I find that funny. I mean under mathematics for "the square root of 501" it lists 22.3830292856 which works as wrong at two levels.
1. The machine doesn't spot the contradiction in terms by talking about "the square root of 501", since the definite article "the" means exactly
one and only one. 501 has TWO square roots in the reals, so "the square root of 501" ends up a contradiction in terms. Or it arbitrarily favors positive roots over negative roots. The machine doesn't spot this as an arbitrary assumption about roots.
The cube root example works out worse, since you can't as easily produce complex roots from a positive real root.
2. It produces a rational number, while a square root of 501 comes as an irrational number. So, the machine should write 22.3830292856..., but it doesn't.
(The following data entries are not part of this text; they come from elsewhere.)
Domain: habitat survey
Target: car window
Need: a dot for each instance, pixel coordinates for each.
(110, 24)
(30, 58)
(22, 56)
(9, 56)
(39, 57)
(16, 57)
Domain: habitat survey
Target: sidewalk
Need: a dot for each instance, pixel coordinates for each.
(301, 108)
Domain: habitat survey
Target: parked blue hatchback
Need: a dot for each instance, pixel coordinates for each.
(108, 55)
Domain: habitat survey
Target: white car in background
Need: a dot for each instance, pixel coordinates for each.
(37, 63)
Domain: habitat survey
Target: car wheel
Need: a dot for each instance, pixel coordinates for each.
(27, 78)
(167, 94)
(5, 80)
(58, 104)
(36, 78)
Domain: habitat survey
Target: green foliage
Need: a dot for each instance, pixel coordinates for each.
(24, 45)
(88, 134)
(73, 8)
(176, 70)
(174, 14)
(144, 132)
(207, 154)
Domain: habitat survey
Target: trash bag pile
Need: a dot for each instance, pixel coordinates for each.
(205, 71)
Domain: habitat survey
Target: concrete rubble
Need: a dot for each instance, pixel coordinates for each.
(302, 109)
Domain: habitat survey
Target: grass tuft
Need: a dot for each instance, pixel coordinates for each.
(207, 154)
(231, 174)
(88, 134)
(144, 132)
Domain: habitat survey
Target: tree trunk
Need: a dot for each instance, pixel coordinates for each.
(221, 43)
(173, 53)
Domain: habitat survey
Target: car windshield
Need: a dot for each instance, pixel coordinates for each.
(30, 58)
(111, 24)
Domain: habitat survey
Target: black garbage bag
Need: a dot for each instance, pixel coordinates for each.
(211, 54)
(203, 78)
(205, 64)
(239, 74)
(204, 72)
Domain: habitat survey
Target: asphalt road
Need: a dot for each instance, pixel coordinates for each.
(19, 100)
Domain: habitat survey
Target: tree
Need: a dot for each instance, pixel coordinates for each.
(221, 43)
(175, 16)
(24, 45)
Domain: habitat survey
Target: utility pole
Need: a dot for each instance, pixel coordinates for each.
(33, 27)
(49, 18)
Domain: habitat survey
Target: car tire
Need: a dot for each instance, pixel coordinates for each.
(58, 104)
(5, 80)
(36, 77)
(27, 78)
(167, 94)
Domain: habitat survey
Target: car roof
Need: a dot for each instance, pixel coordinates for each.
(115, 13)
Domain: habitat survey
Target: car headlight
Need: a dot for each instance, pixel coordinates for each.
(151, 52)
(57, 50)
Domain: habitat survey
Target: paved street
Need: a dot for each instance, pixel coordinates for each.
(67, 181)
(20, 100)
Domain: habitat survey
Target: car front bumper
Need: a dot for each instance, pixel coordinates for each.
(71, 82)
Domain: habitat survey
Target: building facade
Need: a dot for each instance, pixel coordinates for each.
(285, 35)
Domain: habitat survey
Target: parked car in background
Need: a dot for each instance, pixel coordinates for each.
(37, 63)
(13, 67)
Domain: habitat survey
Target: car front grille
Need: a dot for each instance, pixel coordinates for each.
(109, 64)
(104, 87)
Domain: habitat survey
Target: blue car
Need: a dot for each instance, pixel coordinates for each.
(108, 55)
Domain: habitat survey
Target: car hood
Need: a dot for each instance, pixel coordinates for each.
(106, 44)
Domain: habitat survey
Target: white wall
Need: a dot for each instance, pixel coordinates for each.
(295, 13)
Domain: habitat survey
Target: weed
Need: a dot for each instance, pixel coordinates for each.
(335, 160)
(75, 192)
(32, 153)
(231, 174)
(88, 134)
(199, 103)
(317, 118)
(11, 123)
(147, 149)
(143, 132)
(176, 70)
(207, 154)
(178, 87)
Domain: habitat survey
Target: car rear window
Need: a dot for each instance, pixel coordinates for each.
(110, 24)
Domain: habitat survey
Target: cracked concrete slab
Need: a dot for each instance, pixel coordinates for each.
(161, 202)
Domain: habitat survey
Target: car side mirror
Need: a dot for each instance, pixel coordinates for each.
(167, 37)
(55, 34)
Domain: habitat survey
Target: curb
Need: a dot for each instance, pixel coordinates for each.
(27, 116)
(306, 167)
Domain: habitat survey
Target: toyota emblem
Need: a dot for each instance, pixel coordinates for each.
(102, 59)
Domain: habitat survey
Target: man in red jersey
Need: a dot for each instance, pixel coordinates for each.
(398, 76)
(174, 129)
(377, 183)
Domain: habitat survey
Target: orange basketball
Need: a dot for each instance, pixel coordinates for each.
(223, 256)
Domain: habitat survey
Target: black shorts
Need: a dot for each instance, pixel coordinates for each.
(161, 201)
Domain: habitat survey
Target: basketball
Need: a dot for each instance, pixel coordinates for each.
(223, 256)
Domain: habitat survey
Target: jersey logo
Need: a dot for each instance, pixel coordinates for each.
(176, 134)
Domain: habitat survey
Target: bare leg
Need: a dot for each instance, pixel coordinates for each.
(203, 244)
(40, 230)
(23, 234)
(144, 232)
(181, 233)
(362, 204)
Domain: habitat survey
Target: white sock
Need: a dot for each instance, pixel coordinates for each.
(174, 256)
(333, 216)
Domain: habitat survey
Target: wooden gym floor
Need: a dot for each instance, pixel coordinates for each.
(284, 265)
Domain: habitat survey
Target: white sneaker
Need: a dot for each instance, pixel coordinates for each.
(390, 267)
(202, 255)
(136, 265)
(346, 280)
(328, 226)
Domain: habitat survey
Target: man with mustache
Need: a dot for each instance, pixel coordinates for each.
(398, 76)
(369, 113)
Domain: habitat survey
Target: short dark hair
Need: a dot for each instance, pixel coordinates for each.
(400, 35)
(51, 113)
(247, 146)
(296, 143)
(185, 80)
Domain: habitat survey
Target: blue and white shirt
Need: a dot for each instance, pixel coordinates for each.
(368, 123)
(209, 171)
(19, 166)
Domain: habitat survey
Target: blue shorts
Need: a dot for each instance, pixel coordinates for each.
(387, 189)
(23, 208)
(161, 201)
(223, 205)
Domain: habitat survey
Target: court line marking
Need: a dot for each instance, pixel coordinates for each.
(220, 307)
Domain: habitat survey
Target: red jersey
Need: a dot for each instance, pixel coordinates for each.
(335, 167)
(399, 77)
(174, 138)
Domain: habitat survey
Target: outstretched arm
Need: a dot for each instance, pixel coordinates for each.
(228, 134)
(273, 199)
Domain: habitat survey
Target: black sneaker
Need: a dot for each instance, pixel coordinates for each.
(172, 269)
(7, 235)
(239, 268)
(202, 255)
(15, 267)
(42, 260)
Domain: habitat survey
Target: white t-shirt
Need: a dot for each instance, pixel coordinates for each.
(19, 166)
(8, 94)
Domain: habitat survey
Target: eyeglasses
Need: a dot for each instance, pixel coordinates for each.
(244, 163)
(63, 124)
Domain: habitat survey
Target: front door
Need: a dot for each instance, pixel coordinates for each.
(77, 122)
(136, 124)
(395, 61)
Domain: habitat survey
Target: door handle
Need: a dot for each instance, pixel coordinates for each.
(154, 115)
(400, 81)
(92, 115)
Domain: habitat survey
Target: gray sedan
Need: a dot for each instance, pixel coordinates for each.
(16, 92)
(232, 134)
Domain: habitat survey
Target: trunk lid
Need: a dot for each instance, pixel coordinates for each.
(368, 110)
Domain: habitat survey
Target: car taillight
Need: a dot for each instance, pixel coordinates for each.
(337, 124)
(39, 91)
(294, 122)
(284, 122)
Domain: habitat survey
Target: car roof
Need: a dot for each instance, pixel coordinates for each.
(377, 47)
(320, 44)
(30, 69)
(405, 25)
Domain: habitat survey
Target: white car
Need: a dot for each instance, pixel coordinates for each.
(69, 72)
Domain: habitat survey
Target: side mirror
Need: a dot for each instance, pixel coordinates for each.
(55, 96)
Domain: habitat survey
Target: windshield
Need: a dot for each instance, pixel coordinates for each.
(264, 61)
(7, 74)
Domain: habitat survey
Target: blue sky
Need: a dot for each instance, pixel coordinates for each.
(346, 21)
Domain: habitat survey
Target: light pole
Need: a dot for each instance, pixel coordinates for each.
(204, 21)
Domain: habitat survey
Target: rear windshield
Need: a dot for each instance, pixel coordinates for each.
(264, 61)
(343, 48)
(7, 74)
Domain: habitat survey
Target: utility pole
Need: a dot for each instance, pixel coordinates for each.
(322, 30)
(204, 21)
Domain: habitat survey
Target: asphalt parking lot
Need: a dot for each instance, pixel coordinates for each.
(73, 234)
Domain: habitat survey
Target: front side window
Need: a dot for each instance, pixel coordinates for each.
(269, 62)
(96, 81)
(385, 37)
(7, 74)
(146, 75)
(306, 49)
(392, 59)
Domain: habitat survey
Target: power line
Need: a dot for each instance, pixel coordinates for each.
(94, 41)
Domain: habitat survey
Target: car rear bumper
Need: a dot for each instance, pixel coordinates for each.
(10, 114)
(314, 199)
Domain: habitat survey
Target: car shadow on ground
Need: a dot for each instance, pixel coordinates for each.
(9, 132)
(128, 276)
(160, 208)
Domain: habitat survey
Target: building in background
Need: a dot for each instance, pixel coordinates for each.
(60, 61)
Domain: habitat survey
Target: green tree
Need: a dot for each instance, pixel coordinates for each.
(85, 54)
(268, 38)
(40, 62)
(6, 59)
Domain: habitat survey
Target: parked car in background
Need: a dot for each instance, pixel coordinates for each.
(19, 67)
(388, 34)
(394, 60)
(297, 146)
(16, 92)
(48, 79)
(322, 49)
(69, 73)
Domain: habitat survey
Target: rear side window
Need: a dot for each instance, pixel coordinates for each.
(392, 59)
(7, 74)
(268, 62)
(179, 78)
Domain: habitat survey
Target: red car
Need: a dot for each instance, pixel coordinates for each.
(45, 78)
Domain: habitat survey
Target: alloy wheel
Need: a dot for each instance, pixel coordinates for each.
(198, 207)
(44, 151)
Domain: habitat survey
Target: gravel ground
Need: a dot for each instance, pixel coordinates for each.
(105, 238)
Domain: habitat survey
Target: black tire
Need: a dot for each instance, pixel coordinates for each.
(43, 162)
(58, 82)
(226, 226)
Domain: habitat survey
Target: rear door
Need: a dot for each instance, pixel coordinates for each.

This one I also find kind of funny. If you trusted that machine and had no knowledge of American presidents, you would think it gave you a complete list of the presidents for the years during which Barrack Obama's age lay in {13, ..., 19} where the members of that set only take on the values of natural numbers. But, of course, the machine ONLY gives you the first and last presidents in that time period.
Souron said:
I mean that the field of logic is well understood.
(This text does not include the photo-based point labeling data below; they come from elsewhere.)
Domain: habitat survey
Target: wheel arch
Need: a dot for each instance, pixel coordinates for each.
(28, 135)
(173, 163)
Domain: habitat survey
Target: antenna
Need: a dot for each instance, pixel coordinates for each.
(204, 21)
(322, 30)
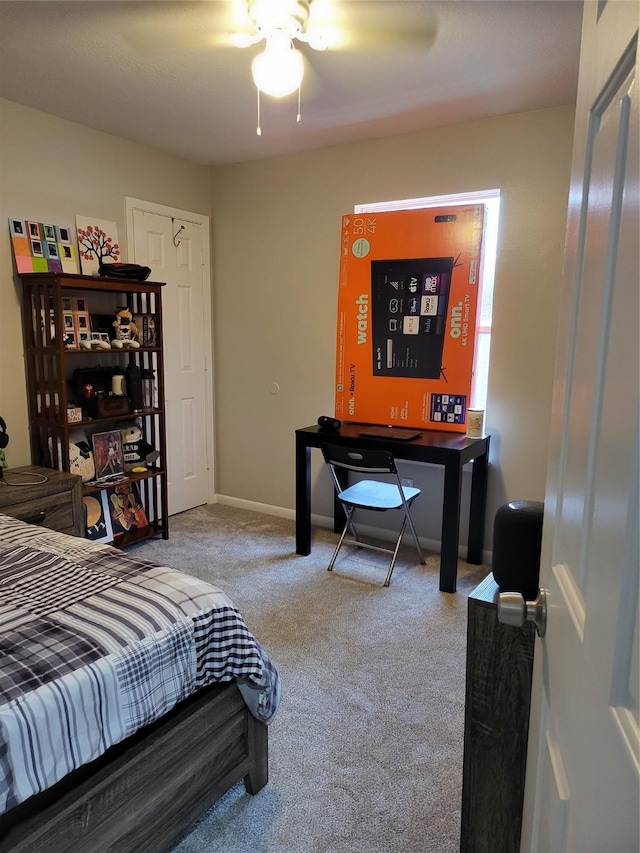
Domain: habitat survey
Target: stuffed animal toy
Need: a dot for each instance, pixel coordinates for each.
(81, 456)
(126, 330)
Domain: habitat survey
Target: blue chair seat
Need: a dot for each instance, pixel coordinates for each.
(378, 495)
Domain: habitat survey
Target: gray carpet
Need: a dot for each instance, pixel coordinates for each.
(366, 747)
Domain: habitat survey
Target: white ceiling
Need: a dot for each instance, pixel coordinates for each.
(159, 73)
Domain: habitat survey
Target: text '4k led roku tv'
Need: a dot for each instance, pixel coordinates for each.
(407, 303)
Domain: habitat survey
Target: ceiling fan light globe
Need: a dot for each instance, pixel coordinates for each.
(278, 72)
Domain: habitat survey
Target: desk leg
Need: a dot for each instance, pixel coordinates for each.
(450, 526)
(477, 509)
(303, 498)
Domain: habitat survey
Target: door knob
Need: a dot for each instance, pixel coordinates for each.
(514, 610)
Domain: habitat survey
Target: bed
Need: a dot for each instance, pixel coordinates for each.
(132, 696)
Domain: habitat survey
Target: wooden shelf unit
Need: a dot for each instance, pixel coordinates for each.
(50, 365)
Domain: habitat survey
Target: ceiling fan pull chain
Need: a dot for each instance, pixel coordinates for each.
(258, 128)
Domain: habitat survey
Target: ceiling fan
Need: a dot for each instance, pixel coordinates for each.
(278, 70)
(288, 33)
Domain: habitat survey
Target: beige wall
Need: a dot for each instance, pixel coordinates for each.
(276, 227)
(51, 170)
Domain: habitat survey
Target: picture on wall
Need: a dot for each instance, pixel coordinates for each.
(98, 526)
(127, 512)
(97, 243)
(108, 454)
(42, 247)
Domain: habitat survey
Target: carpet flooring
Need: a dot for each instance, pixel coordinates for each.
(366, 747)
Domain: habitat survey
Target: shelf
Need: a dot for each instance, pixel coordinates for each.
(50, 368)
(88, 422)
(91, 487)
(149, 532)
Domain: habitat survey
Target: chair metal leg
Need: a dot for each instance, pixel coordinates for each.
(395, 553)
(341, 540)
(416, 540)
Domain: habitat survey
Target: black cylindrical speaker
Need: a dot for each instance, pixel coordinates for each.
(517, 542)
(328, 424)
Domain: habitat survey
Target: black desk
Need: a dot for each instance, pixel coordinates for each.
(451, 450)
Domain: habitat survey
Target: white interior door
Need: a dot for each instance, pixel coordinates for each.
(173, 248)
(582, 790)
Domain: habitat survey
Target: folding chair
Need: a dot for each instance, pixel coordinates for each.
(376, 495)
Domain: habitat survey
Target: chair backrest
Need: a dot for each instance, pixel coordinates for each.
(363, 461)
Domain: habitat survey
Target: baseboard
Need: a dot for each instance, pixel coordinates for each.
(431, 545)
(255, 506)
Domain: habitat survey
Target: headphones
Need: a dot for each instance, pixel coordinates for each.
(4, 435)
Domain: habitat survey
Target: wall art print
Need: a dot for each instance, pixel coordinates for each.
(43, 247)
(97, 243)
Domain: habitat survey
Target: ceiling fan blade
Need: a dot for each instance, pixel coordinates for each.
(373, 24)
(177, 28)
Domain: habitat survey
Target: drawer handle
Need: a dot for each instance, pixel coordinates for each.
(36, 518)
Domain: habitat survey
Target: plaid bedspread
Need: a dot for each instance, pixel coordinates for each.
(96, 643)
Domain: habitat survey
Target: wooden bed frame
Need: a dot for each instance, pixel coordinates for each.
(145, 793)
I certainly dispute this. Look, here's one possible propositional logic which I doubt you'll find any logician talking much about, and I doubt they know how to "understand" it. Let 1 denote truth in the classical sense. Let 0 denote falsity in the classical sense. Numbers in (0, 1) will denote degrees of truth between 0 and 1. Let u stand for disjunction of propositions, i for intersection, -> for implication, ~ for negation, and <-> for equivalence. Then, one possible extension of the classical logic connectives which can serve for as a propositional logic comes as:
i(a, b)=.4 if a=.2
.1 if a=.3
min(a, b) otherwise
u(a, b)=pi-3 if a=e-2, where pi indicates the transcendental number pi, and e indicates the exact value of the exponentional function at 1.
max(a, b) otherwise.
~(a)=1 if a=0, 0 if a=1, a otherwise.
a->b=.4 if a=.5 or b=.5
min(1, 1-a+b) otherwise
a<->b=+sqrt(2)-1 if a=.4 or if b=+sqrt(3)-1, where +sqrt(n) indicates the positive square root of n.
1-abs(a-b) otherwise.
Who has studied and understood such a propositonal logic? Thing comes as one can produce as many propositional logics like the above as there exist real numbers.
Souron said:
What do you mean by "commonsense reasoning", and what is not completely understood about it?
It may not quite work, but I'll assume "commonsense reasoning" as synonymous with dispositional logic. In other words, we have propositions which
usually hold true, but not always. What doesn't come as completely understood comes as what "usually" means within a context. It doesn't just mean "most" or greater than or equal to 50%. The problem comes as that "usually" varies very, very widely across contexts. It might mean between 65% and 75% of the time (with say 70% as the best fit) in one context, while it might mean above 90% and below 93% in another context.
Souron said:
Anything in the field of logic or math can be.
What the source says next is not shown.